Toll ist auch die Karatepräsentation. Die Karateka, der kleinste geht wahrscheinlich noch in die Kita, führen ihre Kunst als Geschichte vom Heiligen Samuraischwert vor, das der Sohn sich verdienen muss. Als heranwachsender Sohn bzw. Bösewichte, die das Schwert stehlen wollen, kommen alle Altersstufen der Gruppe „Danketsu“ zum Einsatz. Die von Musik untermalte Geschichte wird auf deutsch und russisch erzählt.

Nicht nur die Frauen sind von der folgenden Kimono-Modenschau des Ateliers MO-A entzückt. Grazile junge Damen führen dünne, von einem Gürtel gehaltene oder frei wallende, den Körper umspielende moderne Adaptionen des Kimonos vor. Mo Alschweig, Inhaberin des Ateliers, beschreibt die Alltagstauglichkeit ihrer Modelle, und ich bin wirklich angetan.
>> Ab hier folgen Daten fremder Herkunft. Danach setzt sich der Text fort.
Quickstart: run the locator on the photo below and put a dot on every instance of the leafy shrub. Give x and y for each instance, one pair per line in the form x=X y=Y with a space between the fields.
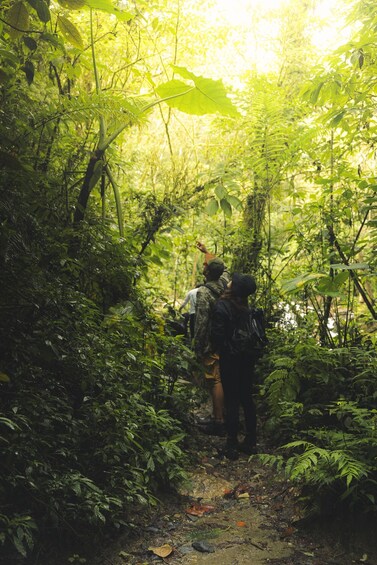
x=86 y=430
x=325 y=400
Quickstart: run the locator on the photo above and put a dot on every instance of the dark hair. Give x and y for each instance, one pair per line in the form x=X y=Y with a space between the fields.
x=243 y=285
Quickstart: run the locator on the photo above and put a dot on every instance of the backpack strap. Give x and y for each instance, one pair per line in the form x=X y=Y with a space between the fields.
x=216 y=293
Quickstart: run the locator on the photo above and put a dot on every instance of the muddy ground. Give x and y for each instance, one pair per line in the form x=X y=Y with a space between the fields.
x=238 y=513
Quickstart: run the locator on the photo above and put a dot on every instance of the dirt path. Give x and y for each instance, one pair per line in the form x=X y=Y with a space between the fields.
x=233 y=513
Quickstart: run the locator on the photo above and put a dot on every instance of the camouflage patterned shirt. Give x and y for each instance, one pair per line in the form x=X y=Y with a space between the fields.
x=206 y=298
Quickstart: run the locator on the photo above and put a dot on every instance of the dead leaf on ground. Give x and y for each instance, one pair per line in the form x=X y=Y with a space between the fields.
x=199 y=510
x=288 y=532
x=162 y=551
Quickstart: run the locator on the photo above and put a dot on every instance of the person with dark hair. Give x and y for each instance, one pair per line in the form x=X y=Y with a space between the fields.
x=230 y=314
x=217 y=277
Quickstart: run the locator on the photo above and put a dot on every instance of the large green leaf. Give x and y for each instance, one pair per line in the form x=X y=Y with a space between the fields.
x=212 y=207
x=298 y=282
x=220 y=191
x=70 y=32
x=107 y=6
x=18 y=18
x=235 y=202
x=226 y=207
x=72 y=4
x=351 y=267
x=201 y=96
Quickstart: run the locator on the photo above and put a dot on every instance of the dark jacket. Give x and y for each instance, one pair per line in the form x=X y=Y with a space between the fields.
x=225 y=319
x=206 y=298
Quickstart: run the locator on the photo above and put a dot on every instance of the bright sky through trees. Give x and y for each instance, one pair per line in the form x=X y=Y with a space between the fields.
x=252 y=27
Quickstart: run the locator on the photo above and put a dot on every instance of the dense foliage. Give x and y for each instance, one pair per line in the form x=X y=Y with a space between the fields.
x=112 y=165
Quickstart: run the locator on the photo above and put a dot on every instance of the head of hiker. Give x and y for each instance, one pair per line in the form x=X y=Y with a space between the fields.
x=213 y=269
x=242 y=286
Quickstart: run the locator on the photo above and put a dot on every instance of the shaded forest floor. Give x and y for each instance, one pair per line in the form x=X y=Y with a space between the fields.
x=237 y=513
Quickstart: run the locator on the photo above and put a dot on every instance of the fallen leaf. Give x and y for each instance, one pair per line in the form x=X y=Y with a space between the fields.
x=162 y=551
x=199 y=510
x=228 y=492
x=203 y=546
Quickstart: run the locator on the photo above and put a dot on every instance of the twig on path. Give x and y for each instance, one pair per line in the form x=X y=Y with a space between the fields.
x=241 y=542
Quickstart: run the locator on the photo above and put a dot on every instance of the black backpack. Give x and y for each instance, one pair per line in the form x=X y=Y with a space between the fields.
x=248 y=333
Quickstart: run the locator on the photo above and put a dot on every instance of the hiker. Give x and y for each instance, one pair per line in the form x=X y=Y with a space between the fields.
x=237 y=363
x=217 y=277
x=191 y=299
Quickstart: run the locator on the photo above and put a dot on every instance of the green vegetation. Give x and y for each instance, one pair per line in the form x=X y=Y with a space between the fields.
x=119 y=149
Leider lag in ihrer Ausstellung im ersten Stock auch eine Preisliste.

Viele schöne Dinge wären noch zu beschreiben – die wundervollen Blumengestecke der Ikebana-Künstlerin Barbara Hübner, die geschminkten Masken nach dem Vorbild des Kabuki-Theaters, die Kalligraphievorstellung. Aber Eines muss noch gesagt werden: der Dank geht an Bärbel Ambrus, die das alles auf die Beine gestellt hat.

Es ist kurz vor neun, alles bis auf das abschließende Karaokesingen ist gelaufen. Bärbel Ambrus steht gelöst und glücklich da. Vor einem dreiviertel Jahr hat sie angefangen, sich mit der japanischen Kultur zu befassen. Sie wurde davon bezaubert und wird ihr Leben lang inspiriert bleiben. Als ich gehe, höre ich sie singen. Schön. Der Himmel hat sich wieder bewölkt. Es wird bald regnen.